The driveway slopes, so rain isn't going to travel up hill once the slope starts. I just need it to stay away from the door or at least away from the eight or so inches before the slope starts.
That is the problem the 8" in front of the door. The water will sit there until it can seep through under the door
 
It don't look right.
It's totally off from the rest of the interior lol. Need to paint the cross bars tan or something.:waytogo:
 
So another truck update.
I took off the stock A/C which I had been using as a on-board air air compressor. It still worked just took forever to fill the tires not because it did not have enough pressure it had plenty almost to much, it would pop the pressure bleeder and then you had to pop the hood and reset it and it became a general pain. Truck had to be running etc.

Josh Ashman had a Milwaukie portable compressor that worked great. Used it in Sand Hallow and it worked fine. I have nothing battery powered in Milwaukie except a coat and it takes different batteries. So If I went that way it would have been around $500.

So what did I do you ask ? I bought a Dewalt portable air compressor. It was $100 or so. I have a bunch of those batteries figured it would work out fine. Used it to fill three of four car tires, even just filled all the trailer tires. Works great. Put it on Twinkie to fill one of the 42's, um yeah, killed a big battery, before it even got done and took forever like 30 minutes.
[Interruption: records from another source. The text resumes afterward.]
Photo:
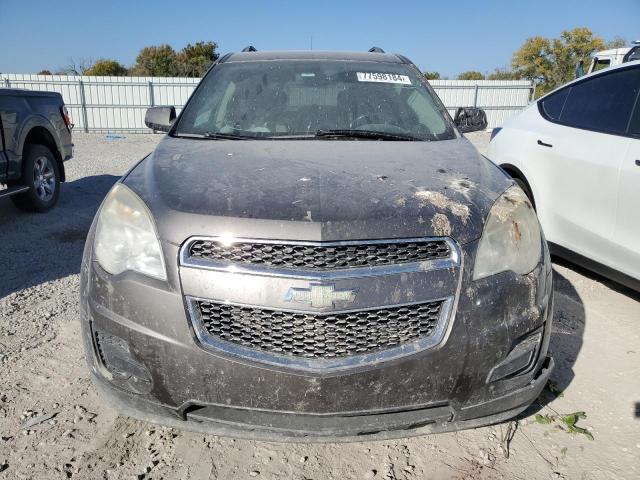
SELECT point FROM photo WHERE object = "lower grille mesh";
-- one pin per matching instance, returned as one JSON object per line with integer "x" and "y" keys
{"x": 319, "y": 336}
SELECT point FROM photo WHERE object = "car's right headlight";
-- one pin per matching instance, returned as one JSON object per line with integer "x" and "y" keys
{"x": 511, "y": 239}
{"x": 126, "y": 236}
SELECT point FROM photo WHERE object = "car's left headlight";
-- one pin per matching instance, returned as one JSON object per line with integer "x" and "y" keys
{"x": 126, "y": 236}
{"x": 511, "y": 239}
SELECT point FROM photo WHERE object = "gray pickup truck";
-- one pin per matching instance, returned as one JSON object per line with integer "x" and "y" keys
{"x": 35, "y": 140}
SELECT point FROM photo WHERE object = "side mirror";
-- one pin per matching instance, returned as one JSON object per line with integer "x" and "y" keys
{"x": 470, "y": 119}
{"x": 160, "y": 118}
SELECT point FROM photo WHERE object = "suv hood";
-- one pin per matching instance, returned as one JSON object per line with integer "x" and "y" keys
{"x": 318, "y": 190}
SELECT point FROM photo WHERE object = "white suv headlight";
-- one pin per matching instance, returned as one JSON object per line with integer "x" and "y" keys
{"x": 126, "y": 236}
{"x": 511, "y": 239}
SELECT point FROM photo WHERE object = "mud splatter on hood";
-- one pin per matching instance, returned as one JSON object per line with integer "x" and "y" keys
{"x": 318, "y": 189}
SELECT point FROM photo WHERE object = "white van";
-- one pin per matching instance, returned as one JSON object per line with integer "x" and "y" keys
{"x": 615, "y": 56}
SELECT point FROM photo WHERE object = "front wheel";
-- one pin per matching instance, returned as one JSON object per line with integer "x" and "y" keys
{"x": 41, "y": 174}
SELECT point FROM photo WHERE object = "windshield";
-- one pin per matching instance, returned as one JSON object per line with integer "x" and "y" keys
{"x": 314, "y": 99}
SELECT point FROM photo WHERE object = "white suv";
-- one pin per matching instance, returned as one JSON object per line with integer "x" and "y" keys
{"x": 576, "y": 153}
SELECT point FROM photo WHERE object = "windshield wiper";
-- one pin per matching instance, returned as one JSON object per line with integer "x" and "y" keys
{"x": 216, "y": 136}
{"x": 228, "y": 136}
{"x": 371, "y": 134}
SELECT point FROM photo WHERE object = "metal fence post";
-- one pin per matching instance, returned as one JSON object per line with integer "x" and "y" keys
{"x": 83, "y": 106}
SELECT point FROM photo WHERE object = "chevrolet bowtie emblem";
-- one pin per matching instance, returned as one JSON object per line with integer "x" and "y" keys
{"x": 319, "y": 296}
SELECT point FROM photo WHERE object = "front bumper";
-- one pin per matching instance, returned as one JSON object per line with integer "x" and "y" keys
{"x": 447, "y": 387}
{"x": 344, "y": 427}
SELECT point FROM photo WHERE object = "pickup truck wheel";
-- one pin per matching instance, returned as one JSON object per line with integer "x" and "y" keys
{"x": 41, "y": 175}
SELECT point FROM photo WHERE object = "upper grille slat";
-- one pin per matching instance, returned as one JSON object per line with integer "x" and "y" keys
{"x": 320, "y": 257}
{"x": 315, "y": 336}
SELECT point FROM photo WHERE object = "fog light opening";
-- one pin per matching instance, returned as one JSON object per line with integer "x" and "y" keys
{"x": 123, "y": 367}
{"x": 520, "y": 360}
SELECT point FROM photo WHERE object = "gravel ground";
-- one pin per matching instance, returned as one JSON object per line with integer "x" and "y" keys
{"x": 52, "y": 424}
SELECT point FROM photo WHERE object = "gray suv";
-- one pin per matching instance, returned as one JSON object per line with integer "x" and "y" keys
{"x": 315, "y": 252}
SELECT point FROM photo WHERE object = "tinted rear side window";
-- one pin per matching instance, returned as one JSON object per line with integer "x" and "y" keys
{"x": 603, "y": 103}
{"x": 552, "y": 105}
{"x": 634, "y": 126}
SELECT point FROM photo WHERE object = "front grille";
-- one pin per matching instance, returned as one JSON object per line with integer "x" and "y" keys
{"x": 318, "y": 257}
{"x": 319, "y": 336}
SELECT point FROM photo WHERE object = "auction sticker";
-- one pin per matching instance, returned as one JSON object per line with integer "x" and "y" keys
{"x": 383, "y": 78}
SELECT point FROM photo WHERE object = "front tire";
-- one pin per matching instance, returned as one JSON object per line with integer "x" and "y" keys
{"x": 41, "y": 174}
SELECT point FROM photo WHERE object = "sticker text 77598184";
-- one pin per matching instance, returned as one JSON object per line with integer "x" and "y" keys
{"x": 383, "y": 78}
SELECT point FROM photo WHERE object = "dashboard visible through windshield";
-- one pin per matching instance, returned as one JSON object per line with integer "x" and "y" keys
{"x": 314, "y": 99}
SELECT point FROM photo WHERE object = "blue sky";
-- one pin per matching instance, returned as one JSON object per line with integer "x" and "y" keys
{"x": 447, "y": 36}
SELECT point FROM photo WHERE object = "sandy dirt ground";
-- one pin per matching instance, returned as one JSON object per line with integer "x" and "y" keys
{"x": 53, "y": 425}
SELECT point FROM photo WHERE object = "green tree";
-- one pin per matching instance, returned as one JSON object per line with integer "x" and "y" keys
{"x": 156, "y": 61}
{"x": 471, "y": 75}
{"x": 107, "y": 67}
{"x": 503, "y": 74}
{"x": 195, "y": 60}
{"x": 551, "y": 62}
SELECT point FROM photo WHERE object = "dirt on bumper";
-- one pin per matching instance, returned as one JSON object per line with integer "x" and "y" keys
{"x": 442, "y": 388}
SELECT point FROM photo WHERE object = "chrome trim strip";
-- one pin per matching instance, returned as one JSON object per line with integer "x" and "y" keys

So not going to work. Had to go a different direction.
Found this

https://thorslightningairsystems.com/products/lightning-bolt-totalcontrol-true-dual-air-compressor

with this


Works great you can inflate all four at once or deflate all four at once. Took ten minutes maybe to inflate them all to 30psi from 12psi. Deflate was like 5 minutes.
 
I use a different manufacturer but similar concept. Game changer and usually gets all 4 tires within a couple of psi of each other. Way better than doing them individually.
 
There are a bunch of companies basically ripping off MORRflate's design like that.

It is nice to air up multiple tires at one time. I set mine up to just do 2 tires at a time since I run the rears at a lower pressure than the front. Plus it's less hose to deal with.
 
Trailer and Twinkie update

First the trailer

welded on some D rings. Had the rear straps around the bottom of the trailer. Worked great until I went into the Archway Inn parking lot and the trailer bottomed out the little hill that they have there, yay ground the straps right off. Did a D ring in the front to tie the body down, yes there is a plate on the bottom under the wood. The winch plate was not liking the strap being attached to it any longer.